Religion Rewritten, a religious view of nature and the universe.

 

Chapter 8 - Intimations Of Immortality - Click to view pdf (printable version)

Page 38

        But the suicide bomber does raise in a dramatic form the question of what is likely to happen to us in the next world, if indeed there is a next world. Not that I am bothered about the fate of the bombers themselves, although all my instinct is that they will be in difficulties. Rather, what is going to happen to those people in this country, who seem to think survival at any price is the only good? It is not much good going to the Church for an answer, because not many people have much confidence that it knows the answers. Christianity has been declining ever since the start of the enlightenment; that is to say from about the 1720s. Gibbon regarded Christianity as one of the principal factors in the decline and fall of Rome; and I suspect he regarded it as a subversive influence in any community. He despised religion. And you only have to read Jane Austin to discover that country parsons were regarded in her day as nonentities. The further decline of the Church in the 19th century is exemplified by the sad life of John Henry Newman, who first championed the Oxford Movement, and then after his conversion to Rome did his best to destroy it.
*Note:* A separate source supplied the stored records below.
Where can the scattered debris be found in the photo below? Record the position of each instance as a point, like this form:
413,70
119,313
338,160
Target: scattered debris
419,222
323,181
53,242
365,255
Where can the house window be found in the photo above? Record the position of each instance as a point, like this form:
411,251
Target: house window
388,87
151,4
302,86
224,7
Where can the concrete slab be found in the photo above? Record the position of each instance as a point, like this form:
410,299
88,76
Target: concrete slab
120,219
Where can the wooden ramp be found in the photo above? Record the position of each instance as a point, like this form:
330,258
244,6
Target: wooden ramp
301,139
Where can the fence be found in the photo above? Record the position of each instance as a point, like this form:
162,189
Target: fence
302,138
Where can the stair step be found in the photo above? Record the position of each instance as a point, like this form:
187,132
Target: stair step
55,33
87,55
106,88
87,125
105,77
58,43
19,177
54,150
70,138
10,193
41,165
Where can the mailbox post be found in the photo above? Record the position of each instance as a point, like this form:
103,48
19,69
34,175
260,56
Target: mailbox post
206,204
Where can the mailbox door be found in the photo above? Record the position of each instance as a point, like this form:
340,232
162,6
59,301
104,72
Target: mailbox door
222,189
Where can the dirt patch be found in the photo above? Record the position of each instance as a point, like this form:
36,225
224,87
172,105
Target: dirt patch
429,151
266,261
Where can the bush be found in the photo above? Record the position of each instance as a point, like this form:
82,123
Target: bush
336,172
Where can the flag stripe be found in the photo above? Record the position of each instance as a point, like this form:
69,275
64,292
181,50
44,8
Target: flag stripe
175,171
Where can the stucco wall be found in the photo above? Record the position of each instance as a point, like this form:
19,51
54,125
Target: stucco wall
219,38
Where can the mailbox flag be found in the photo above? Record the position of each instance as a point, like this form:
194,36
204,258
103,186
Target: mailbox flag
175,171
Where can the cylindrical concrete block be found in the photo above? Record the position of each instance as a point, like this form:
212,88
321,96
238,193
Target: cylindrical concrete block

        But the decline was rapidly accelerated with the Church’s refusal to come to terms with science. First the debate between Bishop Wilberforce and Thomas Henry Huxley about Darwin’s massive discoveries in regard to fossils and the age of the earth. Then at the turn of the century by Einstein’s theory of relativity, with its hypothesis that in the world of space and time no one frame of reference is better, or worse, than any other; which must call in question the idea that religious knowledge is different from any other kind of knowledge. In their folly, the leaders of the Church failed to insist that their supreme truth was that God had created the universe, and it didn’t matter much how he had done it; instead they insisted they had a superior kind of knowledge, which simply was not true.

        Finally in the late 1940s Jung, who was a great admirer of England, invited English theologians to enter into a dialogue with him about his findings in the world of the mind and the unconscious. They declined; even Arch-bishop Temple I understand failed so much as to answer his letter. Such rudeness is only equalled by the taunt attributed to Sam Wilberforce, at the debate in Oxford, “And is it on your mother’s side or your father’s side, Mr.Huxley, that you are descended from a monkey?” Huxley is said to have muttered under his breath, “God has delivered him into my hands”; and replied, “If I had to choose between being descended from a monkey, or from a man who perverts the truth, I would be hard pressed to know which choice to make”. But at least the debate between science and religion did not lead to violence, as it had done in the Arius-Athanasius debate both before and after Nicea.

        So if the official answers are unlikely to command much confidence, we have little option but to revert to the most likely speculations. Some people doubt that there is a next world; but if that is right, there is simply no point in ever sacrificing oneself for others.